Se implicaba tanto en los asuntos que, tras quedar un domingo por la mañana en su despacho, y un par de días más a las diez de la noche, generalmente en un bar tras una clase de IVA, para revisar alguna cuestión del recurso cuyo plazo de presentación vencía al día siguiente, ya ese cliente era un amigo más.
Mi padre, cuando ya sabía que le quedaba poco tiempo, me decía que la muerte no existe. Tenía, entre sus muchos libros y recortes de prensa, subrayado un texto de Oswaldo Guayasamín, artista ecuatoriano de origen quechua, que aunque no es literal dice algo muy parecido a lo que sigue:
“La muerte no existe. Todos somos como un planeta de maíz. Cae en la tierra un grano de maíz, desde ahí surge la planta, se vuelve una mazorca. Luego vuelve a caer otro grano de maíz en la tierra.

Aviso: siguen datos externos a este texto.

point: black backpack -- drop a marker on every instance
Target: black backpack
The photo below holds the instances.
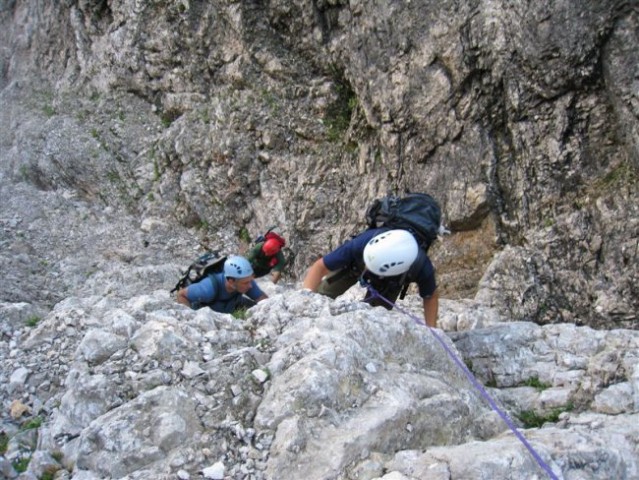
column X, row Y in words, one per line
column 205, row 265
column 419, row 213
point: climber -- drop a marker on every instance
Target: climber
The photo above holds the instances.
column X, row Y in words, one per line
column 386, row 260
column 225, row 292
column 267, row 257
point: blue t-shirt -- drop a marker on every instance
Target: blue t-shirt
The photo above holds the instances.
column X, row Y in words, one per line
column 211, row 292
column 352, row 252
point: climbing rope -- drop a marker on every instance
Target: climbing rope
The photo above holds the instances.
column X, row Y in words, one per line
column 504, row 416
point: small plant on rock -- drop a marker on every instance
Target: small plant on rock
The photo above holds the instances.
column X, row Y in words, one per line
column 32, row 321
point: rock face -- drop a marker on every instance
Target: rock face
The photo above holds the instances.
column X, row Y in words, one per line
column 235, row 116
column 134, row 135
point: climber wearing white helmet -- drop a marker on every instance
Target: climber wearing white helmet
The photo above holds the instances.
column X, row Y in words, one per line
column 387, row 260
column 224, row 292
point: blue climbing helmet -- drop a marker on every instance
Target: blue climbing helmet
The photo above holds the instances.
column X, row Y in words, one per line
column 237, row 267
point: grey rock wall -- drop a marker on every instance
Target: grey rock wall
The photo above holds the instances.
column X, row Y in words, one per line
column 235, row 116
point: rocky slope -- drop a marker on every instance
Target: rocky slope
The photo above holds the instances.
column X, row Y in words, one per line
column 134, row 135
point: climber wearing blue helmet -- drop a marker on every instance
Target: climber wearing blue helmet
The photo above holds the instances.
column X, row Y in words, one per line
column 224, row 292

Y esto es infinito. La muerte no existe”
He conocido tres generaciones de la familia De la Peña, que son ya cuatro con la hija de pocos meses de su hijo “Car”, como solía llamarle su padre. De él tengo grabada su cara de felicidad cuando el día de su primera comunión en el ya lejano 1998, le regaló su padre unas entradas para una final de la Copa de Europa de fútbol que se jugaba pocos días después. Sus hijos Adela y Alfredo completan la tercera generación. Pero también conocí a Don Carlos, el padre, que tras jubilarse como general del ejército se dedicó a hacer programas informáticos y ayudar a su hijo en su despacho profesional. Memorable aquella comida en el restaurante Órdago para celebrar el cobro de un trabajo.

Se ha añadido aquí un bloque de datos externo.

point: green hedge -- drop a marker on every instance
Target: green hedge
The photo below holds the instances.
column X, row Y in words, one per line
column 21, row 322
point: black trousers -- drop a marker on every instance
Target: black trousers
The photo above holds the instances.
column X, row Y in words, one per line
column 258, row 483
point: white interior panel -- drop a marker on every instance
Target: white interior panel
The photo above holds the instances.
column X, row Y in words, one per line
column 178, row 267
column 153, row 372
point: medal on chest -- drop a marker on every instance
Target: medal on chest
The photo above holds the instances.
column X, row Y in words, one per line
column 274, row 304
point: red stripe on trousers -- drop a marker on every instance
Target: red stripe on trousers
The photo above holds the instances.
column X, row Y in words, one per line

- ¿Qué quiere comer, don Carlos?
- Creo que lo mejor será un repaso a toda la carta.
- Así sea.
Sin embargo, yo no estoy de acuerdo con mi padre. Lo siento papá, pero en esto no. La muerte existe y es muy triste y dolorosa. Lo estamos viviendo muy de cerca estos días en Madrid, y en todo el mundo, con la cantidad de personas que el maldito coronavirus se está llevando por delante, solas en una cama de hospital. Al menos Carlos ha muerto rodeado de su familia que ha estado allí al pie del cañón todos los meses de su enfermedad.
Pero hay algo incluso mucho peor que la muerte y es no haber podido vivir. Y eso sí que sí. Carlos vivió intensamente, se comió la vida a mordiscos, disfrutó y disfrutamos muchos momentos de felicidad. En Madrid y en Galicia, a la que estaba unido por ascendencia materna. Esos paseos y esos baños en la playa de Barreiros, esas comidas con sobremesas interminables, esas jornadas de pesca con los hijos, esos fines de semana en la sierra. Y esas jornadas maratonianas de trabajo incluso durante las vacaciones, empezadas a horas muy tempranas de la mañana. Disfrutaba trabajando, dando clases de impuestos o preparando una complicada declaración fiscal. Ha vivido mucho, no muchos años porque, una vez más, ha sido “el más” joven del grupo en irse. En estos momentos el dolor no me deja disfrutar el recuerdo de todos esos momentos, pero estoy seguro de que lo lograré, lo lograremos todos.
Pero la vida sigue, no sigue igual, pero sigue. Hasta siempre, amigo.